Musk testified that Dan Dees, a Goldman Sachs Group Inc. executive who he’d been talking to about the take-private plan, was very complimentary about how Musk explained his rationale in a Tesla blog post on the same day as his tweet.

“I thought your letter today was excellent,” Dees wrote to Musk in an email that was shown to the jury. “Very clear. At GS we are standing by and ready to help. Call me anything – 24/7.”

Musk told jurors that Tesla’s relationship with JPMorgan Chase & Co. had gone south.

He testified that he “withdrew all commercial banking business from JPMorgan, which to say the least made JPMorgan hate Tesla and me.”

Musk generally performed stronger as a witness Tuesday than he did Monday, when he confessed in court that he’d gotten a poor night’s sleep and complained in his fourth hour on the stand that he was suffering from back pain.

Porritt wasn’t able to land as many blows to Musk’s narrative in the final hour of the CEO’s testimony Tuesday before he was excused.

But Porritt did get Musk to grudgingly acknowledge that he never got commitments for specific funding amounts for the Tesla take-private transaction from the Saudi fund — or any bank or person.

“Not a specific number,” Musk said. He’d previously testified he believed the Public Investment Fund’s support was “unequivocal,” and added Tuesday that “PIF can take Tesla private 150 times over.”
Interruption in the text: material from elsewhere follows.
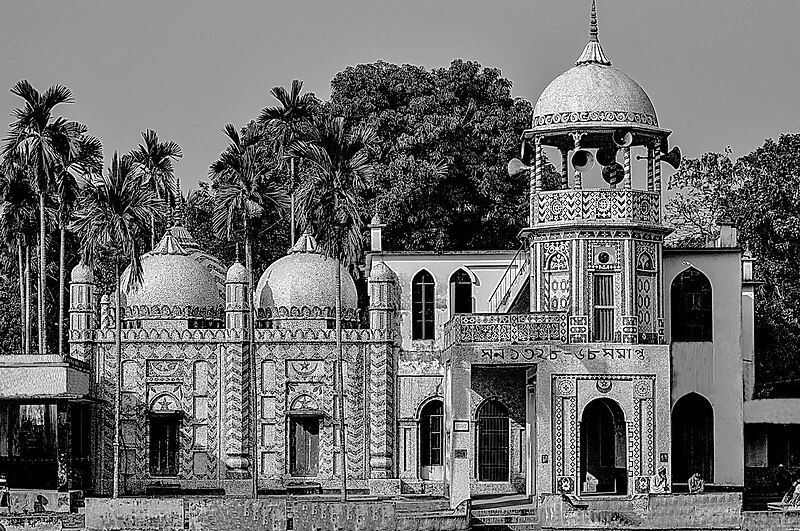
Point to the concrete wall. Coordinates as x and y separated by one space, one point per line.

Musk was also confronted over his failure to mention the possibility of tapping into SpaceX shares when he submitted a written explanation to the court in 2021 about the state-of-play for financing the take-private deal in 2018. Musk said Tuesday that he’d mentioned SpaceX to the Securities and Exchange Commission in its 2018 probe of the tweets, but forgot to bring it up in the current case before Monday.

“It was an error on my part in not mentioning it here,” he said.

Later, Tesla’s head of investor relations, Martin Viecha, testified that Musk’s tweets triggered a barrage of queries to him about whether “this a real event or is this made up.” He said that before the tweets came out, he had no experience with privatization in his previous work as a side-sell analyst.

Viecha said he told many investors the take-private plan was indeed a “firm offer,” but didn’t clear that language with Tesla’s chief financial officer or others at the company.

“It was my understanding that Saudi PIF would be taking over the company,” Viecha testified. “I don’t actually know if there was a commitment letter or if there was a verbal agreement.”